Neben seiner politischen Tätigkeit widmete sich Otto von Guericke intensiv den Naturwissenschaften. Als Naturphilosoph und Astronom begründete er mit der Entwicklung der ersten Vakuumluftpumpe die Vakuumtechnik und gilt in Deutschland als Begründer der Experimentalphysik. Mit der Erfindung der ersten Elektrisiermaschine wurde er zudem zum Vater der Elektrostatik. Seine berühmten Experimente stellte er stets in den Dienst seiner Heimatstadt.

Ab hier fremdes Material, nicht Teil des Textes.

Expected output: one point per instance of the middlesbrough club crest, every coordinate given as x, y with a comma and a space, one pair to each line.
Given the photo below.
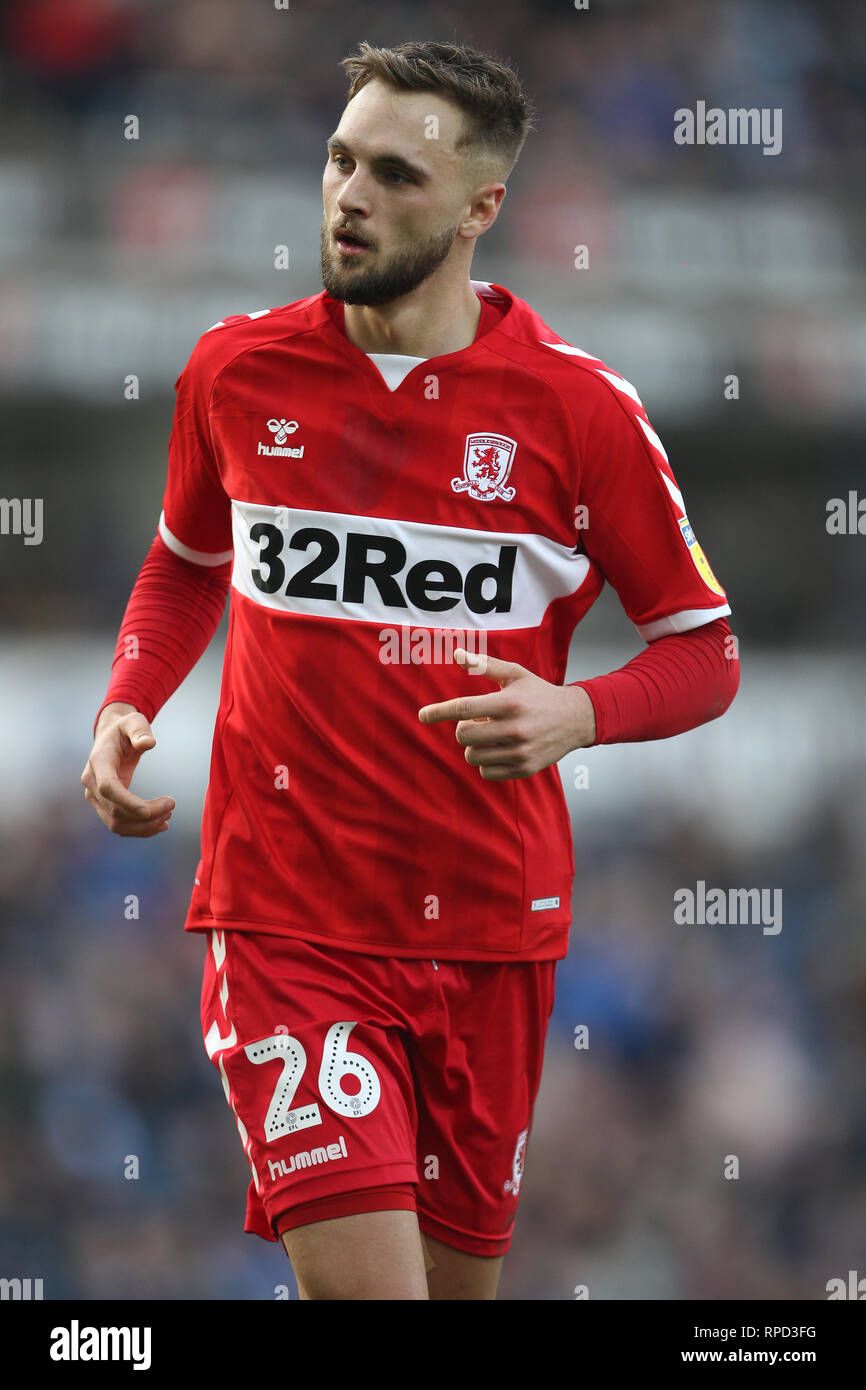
487, 463
512, 1184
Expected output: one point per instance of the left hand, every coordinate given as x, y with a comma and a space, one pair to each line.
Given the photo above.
520, 729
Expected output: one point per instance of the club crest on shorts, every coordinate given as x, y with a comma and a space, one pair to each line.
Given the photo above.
512, 1184
487, 463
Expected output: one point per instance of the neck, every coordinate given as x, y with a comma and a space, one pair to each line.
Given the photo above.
423, 324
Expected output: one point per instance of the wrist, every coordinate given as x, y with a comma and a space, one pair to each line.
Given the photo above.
110, 713
583, 730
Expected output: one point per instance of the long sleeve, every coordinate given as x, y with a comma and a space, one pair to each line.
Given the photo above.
676, 684
171, 616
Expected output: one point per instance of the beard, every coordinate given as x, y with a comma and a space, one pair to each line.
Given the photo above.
401, 275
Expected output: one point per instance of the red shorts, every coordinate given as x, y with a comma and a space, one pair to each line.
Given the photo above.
374, 1083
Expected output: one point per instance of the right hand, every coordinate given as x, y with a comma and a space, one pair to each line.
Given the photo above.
121, 736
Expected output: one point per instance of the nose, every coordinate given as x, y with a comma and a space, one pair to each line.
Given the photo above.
353, 196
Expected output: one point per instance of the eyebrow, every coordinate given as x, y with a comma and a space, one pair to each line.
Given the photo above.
392, 160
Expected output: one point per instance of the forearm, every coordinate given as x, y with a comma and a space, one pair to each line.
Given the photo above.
676, 684
171, 616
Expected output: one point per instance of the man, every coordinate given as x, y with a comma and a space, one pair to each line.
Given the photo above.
405, 460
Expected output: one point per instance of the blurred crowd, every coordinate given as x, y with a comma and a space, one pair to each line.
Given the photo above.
705, 1044
711, 1140
605, 78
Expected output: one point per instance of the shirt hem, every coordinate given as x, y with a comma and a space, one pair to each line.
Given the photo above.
553, 950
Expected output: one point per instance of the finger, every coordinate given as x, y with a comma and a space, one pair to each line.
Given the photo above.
146, 811
128, 826
466, 706
480, 663
491, 758
138, 730
487, 733
110, 790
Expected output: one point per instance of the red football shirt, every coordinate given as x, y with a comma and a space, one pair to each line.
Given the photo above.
480, 501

Auch persönlich übernahm Guericke Verantwortung: Nach der Zerstörung Magdeburgs im Jahr 1631 baute er den vollständigen Verlust seines Besitzes mit großem Einsatz wieder auf und sicherte seine Stellung später durch den Adelstitel. Die Neuen Magdeburger Experimente, insbesondere der Große Magdeburger Halbkugelversuch, sind bis heute weltweit in Fachliteratur und Schulbüchern präsent.